(Billet 209) – Les droits des femmes entre l’omerta et les quotas…

(Billet 209) – Les droits des femmes entre l’omerta et les quotas…

On a beau dire et redire, on a beau faire et essayer de parfaire, rien n’y fait, la sensibilisation contre la violence faite aux femmes n’a pas d’effet. Les violences enregistrées contre les femmes ont réussi un joli bond de 12%, passant de 10.959 cas en 2017 à 12.233 en 2018, des chiffres certainement bien en-deçà de la réalité, en raison de cette omerta qui caractérise les comportements des nôtres et des autres. Mais si ce n’était que cela…

Si on examine les détails de ces chiffres, voilà ce que cela donne : 48,95% des violences dénoncées sont d’ordre psychologique, tandis que la violence socio-économique comptait pour 24,42% des cas, et « seulement » 15,7% de cas de violences physiques. En gros, les femmes sont d’abord tourmentées par le verbe, puis frappées à la poche, avant d’être frappées tout court. C’est mieux que si c’était pire !...

La mauvaise nouvelle est que seulement 7% des femmes violentées ont porté plainte contre leur agresseur, même si 28,2% se sont adressées à des proches ou des institutions spécialisées. Alors que faire ? Militer et continuer de cogner sur les cogneurs, inlassablement, indéfiniment… Mais est-ce suffisant ? Il faut croire que non car les cas de violences enregistrées augmentent d’année en année. Et se normalisent.

Un début de solution serait de constater quels sont les pays où la vie pour une femme est meilleure qu’ailleurs : Nouvelle-Zélande, Australie et Canada. Que font ces pays pour limiter la casse ? L’éducation sûre en amont, la loi dure en aval, et l’instruction mature entre les deux.

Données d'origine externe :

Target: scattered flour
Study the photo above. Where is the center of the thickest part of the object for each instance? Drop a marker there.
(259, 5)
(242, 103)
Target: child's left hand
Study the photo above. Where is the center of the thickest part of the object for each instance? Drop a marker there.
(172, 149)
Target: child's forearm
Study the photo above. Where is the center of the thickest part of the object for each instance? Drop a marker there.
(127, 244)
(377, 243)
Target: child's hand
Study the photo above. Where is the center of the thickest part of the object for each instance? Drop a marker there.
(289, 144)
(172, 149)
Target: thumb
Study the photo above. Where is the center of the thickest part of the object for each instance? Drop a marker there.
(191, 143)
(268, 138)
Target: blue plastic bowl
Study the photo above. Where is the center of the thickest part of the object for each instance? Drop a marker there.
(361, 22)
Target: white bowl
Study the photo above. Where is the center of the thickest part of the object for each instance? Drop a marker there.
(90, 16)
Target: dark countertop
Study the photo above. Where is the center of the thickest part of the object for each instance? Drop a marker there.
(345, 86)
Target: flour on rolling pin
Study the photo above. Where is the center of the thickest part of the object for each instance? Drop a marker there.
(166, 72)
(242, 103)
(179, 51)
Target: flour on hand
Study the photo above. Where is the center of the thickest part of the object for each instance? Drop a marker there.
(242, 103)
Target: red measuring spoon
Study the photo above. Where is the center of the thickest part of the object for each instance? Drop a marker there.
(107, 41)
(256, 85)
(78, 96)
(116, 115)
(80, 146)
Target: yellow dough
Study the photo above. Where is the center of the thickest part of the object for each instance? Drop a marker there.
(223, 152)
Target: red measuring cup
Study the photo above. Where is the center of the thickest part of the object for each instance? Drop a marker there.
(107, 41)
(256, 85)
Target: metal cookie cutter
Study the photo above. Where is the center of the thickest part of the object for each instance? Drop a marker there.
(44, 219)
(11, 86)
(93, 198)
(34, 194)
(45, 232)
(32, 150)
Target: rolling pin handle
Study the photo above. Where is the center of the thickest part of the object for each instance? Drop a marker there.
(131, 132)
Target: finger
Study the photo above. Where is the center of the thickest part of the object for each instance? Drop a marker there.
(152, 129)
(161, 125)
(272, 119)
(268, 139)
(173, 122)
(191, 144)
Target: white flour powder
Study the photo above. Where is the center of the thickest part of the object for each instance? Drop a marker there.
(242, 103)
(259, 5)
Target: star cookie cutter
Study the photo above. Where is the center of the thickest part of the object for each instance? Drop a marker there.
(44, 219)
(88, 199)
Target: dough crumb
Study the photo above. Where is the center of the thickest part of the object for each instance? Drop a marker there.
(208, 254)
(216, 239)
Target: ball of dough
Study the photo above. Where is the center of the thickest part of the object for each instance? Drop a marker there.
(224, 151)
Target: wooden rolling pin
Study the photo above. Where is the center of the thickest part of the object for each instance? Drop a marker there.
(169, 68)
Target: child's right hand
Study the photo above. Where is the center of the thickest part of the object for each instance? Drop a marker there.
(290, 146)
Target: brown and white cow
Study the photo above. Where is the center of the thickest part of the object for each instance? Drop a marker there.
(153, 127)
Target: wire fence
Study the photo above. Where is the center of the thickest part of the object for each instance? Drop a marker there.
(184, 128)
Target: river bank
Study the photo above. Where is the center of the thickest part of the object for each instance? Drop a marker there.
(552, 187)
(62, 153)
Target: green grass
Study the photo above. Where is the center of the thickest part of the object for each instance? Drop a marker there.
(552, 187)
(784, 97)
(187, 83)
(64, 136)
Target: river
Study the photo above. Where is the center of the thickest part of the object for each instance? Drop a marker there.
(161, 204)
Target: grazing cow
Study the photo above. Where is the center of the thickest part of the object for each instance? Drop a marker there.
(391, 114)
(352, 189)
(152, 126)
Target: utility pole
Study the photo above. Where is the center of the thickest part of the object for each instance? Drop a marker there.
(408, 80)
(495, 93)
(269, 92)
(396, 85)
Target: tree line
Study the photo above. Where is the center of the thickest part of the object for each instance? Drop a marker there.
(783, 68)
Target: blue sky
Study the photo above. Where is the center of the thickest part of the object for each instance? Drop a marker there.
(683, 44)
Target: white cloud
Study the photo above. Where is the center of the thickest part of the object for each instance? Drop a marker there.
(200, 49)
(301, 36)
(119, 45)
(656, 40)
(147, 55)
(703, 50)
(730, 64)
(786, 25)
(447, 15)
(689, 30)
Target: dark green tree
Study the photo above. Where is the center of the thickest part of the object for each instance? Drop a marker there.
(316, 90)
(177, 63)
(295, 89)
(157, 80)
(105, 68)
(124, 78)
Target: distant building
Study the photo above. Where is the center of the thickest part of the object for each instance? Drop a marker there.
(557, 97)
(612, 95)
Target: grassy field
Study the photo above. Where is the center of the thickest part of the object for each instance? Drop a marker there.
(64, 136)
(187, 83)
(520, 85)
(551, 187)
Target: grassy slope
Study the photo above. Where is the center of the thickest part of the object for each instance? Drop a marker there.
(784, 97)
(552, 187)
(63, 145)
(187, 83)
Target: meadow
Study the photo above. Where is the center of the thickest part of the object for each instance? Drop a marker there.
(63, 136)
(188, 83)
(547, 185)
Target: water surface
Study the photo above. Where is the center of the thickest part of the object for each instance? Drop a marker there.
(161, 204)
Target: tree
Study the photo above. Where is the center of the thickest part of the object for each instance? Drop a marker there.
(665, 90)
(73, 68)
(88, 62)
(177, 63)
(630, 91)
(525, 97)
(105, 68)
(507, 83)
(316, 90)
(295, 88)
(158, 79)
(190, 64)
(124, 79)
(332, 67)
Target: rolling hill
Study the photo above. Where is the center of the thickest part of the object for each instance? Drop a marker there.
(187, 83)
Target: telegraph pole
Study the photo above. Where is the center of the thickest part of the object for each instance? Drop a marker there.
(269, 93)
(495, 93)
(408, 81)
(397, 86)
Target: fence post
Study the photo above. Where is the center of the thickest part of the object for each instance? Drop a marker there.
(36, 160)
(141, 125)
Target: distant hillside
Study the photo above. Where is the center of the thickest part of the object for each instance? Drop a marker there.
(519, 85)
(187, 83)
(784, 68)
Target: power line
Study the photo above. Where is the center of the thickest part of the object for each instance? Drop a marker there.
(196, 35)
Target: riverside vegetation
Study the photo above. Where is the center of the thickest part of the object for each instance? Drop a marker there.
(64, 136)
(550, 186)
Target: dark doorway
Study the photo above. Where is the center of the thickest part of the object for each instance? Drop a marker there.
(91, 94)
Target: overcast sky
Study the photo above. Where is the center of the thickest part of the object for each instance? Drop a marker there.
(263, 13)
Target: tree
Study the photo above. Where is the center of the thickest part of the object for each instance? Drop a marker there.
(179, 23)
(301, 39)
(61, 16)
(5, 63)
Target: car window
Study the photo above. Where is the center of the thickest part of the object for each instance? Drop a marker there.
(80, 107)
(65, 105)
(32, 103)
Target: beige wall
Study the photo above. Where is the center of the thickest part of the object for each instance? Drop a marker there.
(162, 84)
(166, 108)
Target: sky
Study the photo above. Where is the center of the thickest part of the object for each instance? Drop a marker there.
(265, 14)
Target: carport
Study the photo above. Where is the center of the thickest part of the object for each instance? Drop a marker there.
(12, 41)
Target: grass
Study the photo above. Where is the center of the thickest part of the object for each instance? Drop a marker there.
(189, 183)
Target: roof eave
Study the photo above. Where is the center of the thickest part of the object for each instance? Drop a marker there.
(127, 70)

Mais entendons-nous bien : « une vie meilleure » ne signifie pas « une vie sûre », mais seulement moins dangereuse, tant il est vrai que le sport favori des hommes est de cogner, par tous les moyens possibles.

Au Maroc, on le sait, l’éducation relève de la tradition, l’instruction est quasi inexistante et la loi n’est pas toujours de bon aloi. Culturellement, « corriger » sa femme lu même une femme est admis, au nom de la société, des enfants, de la famille, de tout et surtout de n’importe quoi. Certains vont même jusqu’à invoquer le Coran, sourate Nissae : « Les hommes ont autorité sur les femmes (…). Les femmes vertueuses sont obéissantes (à...

leurs maris). (…) Et quant à celles dont vous craignez la désobéissance, exhortez-les, éloignez-vous d'elles dans leurs lits et frappez-les ». Le Coran est certes indiscutable, et on ne le discutera pas… mais on peut l’expliquer, l’adapter, le contextualiser… car les hommes, depuis longtemps, n’ont plus « autorité sur les femmes », et notre fameuse constitution est claire en son article 19 qui dispose que « L’homme et la femme jouissent, à égalité, des droits et libertés à caractère civil, politique, économique, social, culturel et environnemental ». Sympa pour endormir les gosses…

Mais en réalité, l’équation est très simple : ou l’égalité est là, à tous points de vue et dans tous les domaines, et la violence reculera, ou elle n’est pas là, et les choses, mécaniquement, s’aggraveront. En termes plus clairs, quand les règles du mariage des mineures, de l’héritage, de la liberté sexuelle, du droit de disposer de son corps… seront revues et mises au diapason du droit universel, massivement et sincèrement, on pourra compter moins d’abattis, de bleus et d’ecchymoses sur les corps des femmes. Et aussi quand les médias, les écoles, les chansons, les films et les fqihs montreront que la femme est la parfaite égale des hommes…

Relisons cette belle phrase d’Olympe de Gouges dans sa Déclaration des droits de la femme et de la citoyenne (1791) : « HOMME, es-tu capable d’être juste ? C’est une femme qui t’en fait la question ; tu ne lui ôteras pas du moins ce droit. Dis-moi ? Qui t’a donné le souverain empire d’opprimer mon sexe ? Ta force ? Tes talents ? Observe le créateur dans sa sagesse ; parcours la nature dans toute sa grandeur (…) et rends-toi à l’évidence quand je t’en offre les moyens ; cherche, fouille et distingue, si tu peux, les sexes dans l’administration de la nature. Partout tu les trouveras confondus, partout ils coopèrent avec un ensemble harmonieux à ce chef-d’œuvre immortel. L’homme seul s’est fagoté un principe de cette exception (…). Il veut commander en despote sur un sexe qui a reçu toutes les facultés intellectuelles ».

Mais il appert qu’on soit encore loin de cette vertu… car l’omerta et les règles des quotas n’arrangent rien.